Example of logs (from 2019-01-28)
2019-01-28 14:05:26,345 INFO validate-wpt-results wpt-run:stdout Testing ed53b0478faeb87abd71cd9972d4e2b7a6103241 == a7c05b88682fd5c1adb58984bb0a9edf46daee95
2019-01-28 14:05:26,345 INFO validate-wpt-results wpt-run:stdout 28 Jan 14:05:26 - Got signal terminated
2019-01-28 14:05:26,442 INFO validate-wpt-results wpt-run:stdout 28 Jan 14:05:26 - Cleaning up.
2019-01-28 14:05:26,442 INFO validate-wpt-results wpt-run:stdout 28 Jan 14:05:26 - Removing tunnel 9f7ba991b73046a593aab88fbfebe745.
2019-01-28 14:05:26,443 INFO validate-wpt-results wpt-run:stdout 28 Jan 14:05:26 - Waiting for any active jobs using this tunnel to finish.
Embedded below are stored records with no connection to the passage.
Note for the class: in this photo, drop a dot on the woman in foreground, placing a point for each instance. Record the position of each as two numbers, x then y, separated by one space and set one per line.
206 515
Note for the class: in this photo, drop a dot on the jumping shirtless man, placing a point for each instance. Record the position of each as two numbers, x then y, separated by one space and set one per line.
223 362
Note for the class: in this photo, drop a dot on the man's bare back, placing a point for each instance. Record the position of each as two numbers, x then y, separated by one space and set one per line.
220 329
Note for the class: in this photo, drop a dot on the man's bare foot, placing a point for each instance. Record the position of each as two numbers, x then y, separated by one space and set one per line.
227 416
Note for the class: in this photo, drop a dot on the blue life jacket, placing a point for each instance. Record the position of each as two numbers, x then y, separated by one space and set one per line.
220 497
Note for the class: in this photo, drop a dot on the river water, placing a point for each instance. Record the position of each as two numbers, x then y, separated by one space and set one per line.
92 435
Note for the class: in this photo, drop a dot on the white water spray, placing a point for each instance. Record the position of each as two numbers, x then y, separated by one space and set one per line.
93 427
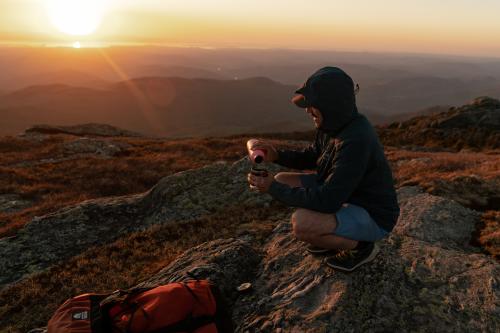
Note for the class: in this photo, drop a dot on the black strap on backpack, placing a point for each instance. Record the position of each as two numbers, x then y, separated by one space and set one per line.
189 324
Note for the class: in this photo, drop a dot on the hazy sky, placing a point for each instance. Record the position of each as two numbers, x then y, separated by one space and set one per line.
425 26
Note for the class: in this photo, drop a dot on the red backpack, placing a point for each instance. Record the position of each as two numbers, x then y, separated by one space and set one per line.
193 306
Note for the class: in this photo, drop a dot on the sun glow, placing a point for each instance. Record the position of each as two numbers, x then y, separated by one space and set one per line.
76 17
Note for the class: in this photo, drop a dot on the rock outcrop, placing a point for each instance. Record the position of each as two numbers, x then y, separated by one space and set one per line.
425 278
10 203
472 126
188 195
92 129
104 148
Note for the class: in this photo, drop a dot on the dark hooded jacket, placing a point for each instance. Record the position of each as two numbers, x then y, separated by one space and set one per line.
346 153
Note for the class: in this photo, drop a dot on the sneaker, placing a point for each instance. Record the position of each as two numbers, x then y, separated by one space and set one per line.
319 250
349 260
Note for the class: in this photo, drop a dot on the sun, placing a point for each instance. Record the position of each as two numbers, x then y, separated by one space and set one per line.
76 17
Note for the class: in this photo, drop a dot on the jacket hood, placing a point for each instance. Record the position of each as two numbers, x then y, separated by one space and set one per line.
331 91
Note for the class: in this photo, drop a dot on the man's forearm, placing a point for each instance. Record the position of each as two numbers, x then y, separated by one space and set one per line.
293 159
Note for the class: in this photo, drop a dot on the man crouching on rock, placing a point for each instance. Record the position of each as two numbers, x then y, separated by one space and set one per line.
350 201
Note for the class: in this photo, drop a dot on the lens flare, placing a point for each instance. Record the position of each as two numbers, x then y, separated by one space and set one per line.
76 17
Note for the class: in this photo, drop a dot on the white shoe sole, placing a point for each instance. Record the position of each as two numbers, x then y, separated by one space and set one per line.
372 256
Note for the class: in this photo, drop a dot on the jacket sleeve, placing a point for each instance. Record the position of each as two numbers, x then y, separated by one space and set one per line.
348 168
299 159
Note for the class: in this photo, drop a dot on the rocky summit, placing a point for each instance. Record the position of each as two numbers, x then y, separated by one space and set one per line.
427 277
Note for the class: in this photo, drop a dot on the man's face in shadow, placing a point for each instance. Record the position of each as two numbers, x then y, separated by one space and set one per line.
315 115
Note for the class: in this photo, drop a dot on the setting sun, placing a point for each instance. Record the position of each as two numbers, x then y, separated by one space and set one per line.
76 17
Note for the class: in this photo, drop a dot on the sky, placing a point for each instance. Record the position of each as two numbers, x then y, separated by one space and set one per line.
459 27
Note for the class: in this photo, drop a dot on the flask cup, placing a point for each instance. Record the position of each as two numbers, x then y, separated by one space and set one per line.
257 172
256 156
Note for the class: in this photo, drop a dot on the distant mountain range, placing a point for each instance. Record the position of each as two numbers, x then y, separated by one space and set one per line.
472 126
391 84
159 106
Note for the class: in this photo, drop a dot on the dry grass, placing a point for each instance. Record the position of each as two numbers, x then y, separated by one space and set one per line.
63 181
123 263
421 168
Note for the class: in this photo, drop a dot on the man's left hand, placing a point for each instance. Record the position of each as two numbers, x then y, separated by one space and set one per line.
262 183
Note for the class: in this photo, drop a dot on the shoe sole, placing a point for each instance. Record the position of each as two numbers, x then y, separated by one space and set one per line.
366 260
322 251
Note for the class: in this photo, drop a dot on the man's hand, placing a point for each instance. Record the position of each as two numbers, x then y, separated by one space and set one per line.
262 183
271 154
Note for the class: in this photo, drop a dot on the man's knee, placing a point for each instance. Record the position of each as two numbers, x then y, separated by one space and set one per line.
281 177
289 178
301 225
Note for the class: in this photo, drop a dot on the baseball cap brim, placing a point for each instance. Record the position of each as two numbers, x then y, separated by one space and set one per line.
301 101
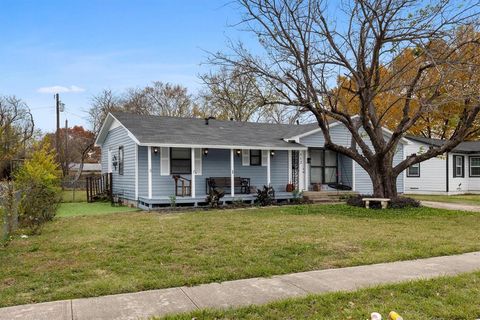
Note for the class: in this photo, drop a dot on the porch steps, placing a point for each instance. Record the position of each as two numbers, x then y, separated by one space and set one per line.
327 196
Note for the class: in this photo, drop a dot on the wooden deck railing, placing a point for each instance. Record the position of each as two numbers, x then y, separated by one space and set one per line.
99 186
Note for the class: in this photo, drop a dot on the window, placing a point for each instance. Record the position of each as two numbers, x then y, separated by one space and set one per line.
458 166
474 166
323 166
414 170
180 161
120 160
255 157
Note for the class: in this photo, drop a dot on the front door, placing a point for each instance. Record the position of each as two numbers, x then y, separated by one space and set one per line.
323 166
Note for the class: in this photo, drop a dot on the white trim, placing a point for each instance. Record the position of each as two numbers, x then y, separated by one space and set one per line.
164 161
301 170
198 161
404 171
109 159
245 157
150 172
289 166
354 174
102 134
307 171
268 168
192 178
136 172
264 157
232 173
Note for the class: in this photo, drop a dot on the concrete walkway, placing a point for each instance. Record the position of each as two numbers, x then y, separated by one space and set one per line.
451 206
238 293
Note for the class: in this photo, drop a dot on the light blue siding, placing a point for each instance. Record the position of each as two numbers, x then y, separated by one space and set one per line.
142 171
279 171
345 168
341 135
123 185
215 164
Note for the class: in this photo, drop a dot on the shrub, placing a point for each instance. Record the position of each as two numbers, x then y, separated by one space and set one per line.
297 196
266 196
39 182
214 196
395 203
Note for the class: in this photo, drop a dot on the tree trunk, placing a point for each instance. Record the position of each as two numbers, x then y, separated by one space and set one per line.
384 181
2019-01-28 14:05:26,443 INFO validate-wpt-results wpt-run:stdout 28 Jan 14:05:26 - Press CTRL-C again to shut down immediately.
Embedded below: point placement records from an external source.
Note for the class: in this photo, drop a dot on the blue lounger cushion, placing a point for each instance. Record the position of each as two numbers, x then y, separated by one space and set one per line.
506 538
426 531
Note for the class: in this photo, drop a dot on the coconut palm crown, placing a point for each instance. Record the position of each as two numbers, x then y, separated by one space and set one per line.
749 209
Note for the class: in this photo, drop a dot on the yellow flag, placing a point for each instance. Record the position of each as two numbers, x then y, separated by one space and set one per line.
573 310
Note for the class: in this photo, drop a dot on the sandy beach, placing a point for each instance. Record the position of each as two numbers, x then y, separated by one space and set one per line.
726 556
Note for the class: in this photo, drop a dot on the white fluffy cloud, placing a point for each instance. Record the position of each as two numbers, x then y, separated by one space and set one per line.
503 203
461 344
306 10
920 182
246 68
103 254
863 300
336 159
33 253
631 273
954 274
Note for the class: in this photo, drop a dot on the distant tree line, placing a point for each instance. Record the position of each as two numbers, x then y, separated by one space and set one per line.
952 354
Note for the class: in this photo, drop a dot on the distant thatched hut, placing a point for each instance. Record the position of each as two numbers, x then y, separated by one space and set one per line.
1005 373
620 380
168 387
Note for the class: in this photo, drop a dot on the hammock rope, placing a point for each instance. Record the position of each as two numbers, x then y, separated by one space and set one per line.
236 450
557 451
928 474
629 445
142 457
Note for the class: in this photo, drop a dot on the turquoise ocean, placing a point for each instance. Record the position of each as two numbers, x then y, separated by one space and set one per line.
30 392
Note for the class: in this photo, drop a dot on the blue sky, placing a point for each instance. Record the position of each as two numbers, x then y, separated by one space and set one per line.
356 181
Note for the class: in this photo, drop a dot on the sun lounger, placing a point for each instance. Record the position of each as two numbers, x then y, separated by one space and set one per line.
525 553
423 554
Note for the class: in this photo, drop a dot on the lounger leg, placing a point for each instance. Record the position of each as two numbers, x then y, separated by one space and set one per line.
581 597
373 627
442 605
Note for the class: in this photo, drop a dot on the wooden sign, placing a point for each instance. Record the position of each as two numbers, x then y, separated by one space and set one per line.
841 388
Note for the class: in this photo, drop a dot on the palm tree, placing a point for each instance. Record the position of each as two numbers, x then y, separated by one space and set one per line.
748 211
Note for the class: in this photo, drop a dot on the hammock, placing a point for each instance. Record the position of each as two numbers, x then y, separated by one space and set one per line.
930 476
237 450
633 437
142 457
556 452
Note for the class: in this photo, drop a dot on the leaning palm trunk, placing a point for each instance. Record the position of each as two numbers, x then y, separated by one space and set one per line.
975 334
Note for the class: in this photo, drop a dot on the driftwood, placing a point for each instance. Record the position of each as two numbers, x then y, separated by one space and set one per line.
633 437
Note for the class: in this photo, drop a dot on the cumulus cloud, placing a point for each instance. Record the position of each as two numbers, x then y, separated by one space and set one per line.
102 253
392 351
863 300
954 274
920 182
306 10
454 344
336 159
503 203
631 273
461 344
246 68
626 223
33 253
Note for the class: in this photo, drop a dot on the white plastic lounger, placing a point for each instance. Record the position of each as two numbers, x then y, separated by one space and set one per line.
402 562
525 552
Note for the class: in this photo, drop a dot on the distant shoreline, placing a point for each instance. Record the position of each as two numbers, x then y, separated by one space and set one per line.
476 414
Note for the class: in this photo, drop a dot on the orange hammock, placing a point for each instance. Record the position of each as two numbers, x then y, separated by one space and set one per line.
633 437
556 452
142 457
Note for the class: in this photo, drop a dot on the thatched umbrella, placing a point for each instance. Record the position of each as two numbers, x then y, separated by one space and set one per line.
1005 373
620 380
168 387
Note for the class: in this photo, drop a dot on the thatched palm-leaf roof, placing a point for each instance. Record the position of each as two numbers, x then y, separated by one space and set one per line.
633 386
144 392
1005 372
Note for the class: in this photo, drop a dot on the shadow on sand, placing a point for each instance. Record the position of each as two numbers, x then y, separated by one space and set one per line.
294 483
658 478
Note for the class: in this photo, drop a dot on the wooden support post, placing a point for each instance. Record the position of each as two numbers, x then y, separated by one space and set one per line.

2019-01-28 14:05:26,443 INFO validate-wpt-results wpt-run:stdout 28 Jan 14:05:26 - Note: if you do this, tests that are still running will fail.
2019-01-28 14:05:31,267 INFO validate-wpt-results wpt-run:stdout 108:10.77 INFO Closing logging queue
2019-01-28 14:05:31,270 INFO validate-wpt-results wpt-run:stdout 108:10.77 INFO queue closed
2019-01-28 14:05:31,577 INFO validate-wpt-results WPT CLI exited with return code 1
2019-01-28 14:05:31,632 INFO validate-wpt-results Expected 1229 results
2019-01-28 14:05:31,633 INFO validate-wpt-results Found 1229 results
2019-01-28 14:05:31,633 INFO validate-wpt-results Found 0 unexpected results
2019-01-28 14:05:31,633 INFO validate-wpt-results Found 0 missing results
command timed out: 1200 seconds without output running ['run-and-verify.py', '--max-attempts', '3', '--log-wptreport', '/tmp/tmpXvRNyX/report.json', '--log-raw', '/tmp/tmpXvRNyX/log-raw.txt', '--', '--log-mach', '-', '--this-chunk', '10', '--total-chunks', '100', '--sauce-platform', 'windows 10', '--sauce-user', 'wpt-shiek', '--sauce-key', '<sauce_labs_key_shiek>', '--sauce-tunnel-id', 'shiek', '--sauce-connect-binary', 'sc', '--sauce-connect-arg=--logfile=/var/log/sauce-connect/sc.log', '--sauce-init-timeout', '45', '--no-restart-on-unexpected', '--run-by-dir', '3', 'sauce:MicrosoftEdge:17'], attempting to kill
SIGKILL failed to kill process
using fake rc=-1
program finished with exit code -1
remoteFailed: [Failure instance: Traceback from remote host -- exceptions.RuntimeError: SIGKILL failed to kill process
]
Between Buildbot, the "retry" wrapper script, the WPT CLI, and the Sauce Connect binary, the process tree is pretty deep for this code. My initial thought is that some thread is active and causing one of these processes to not report as complete, though the message "WPT CLI exited with return code 1" suggests this is happening at a pretty high level.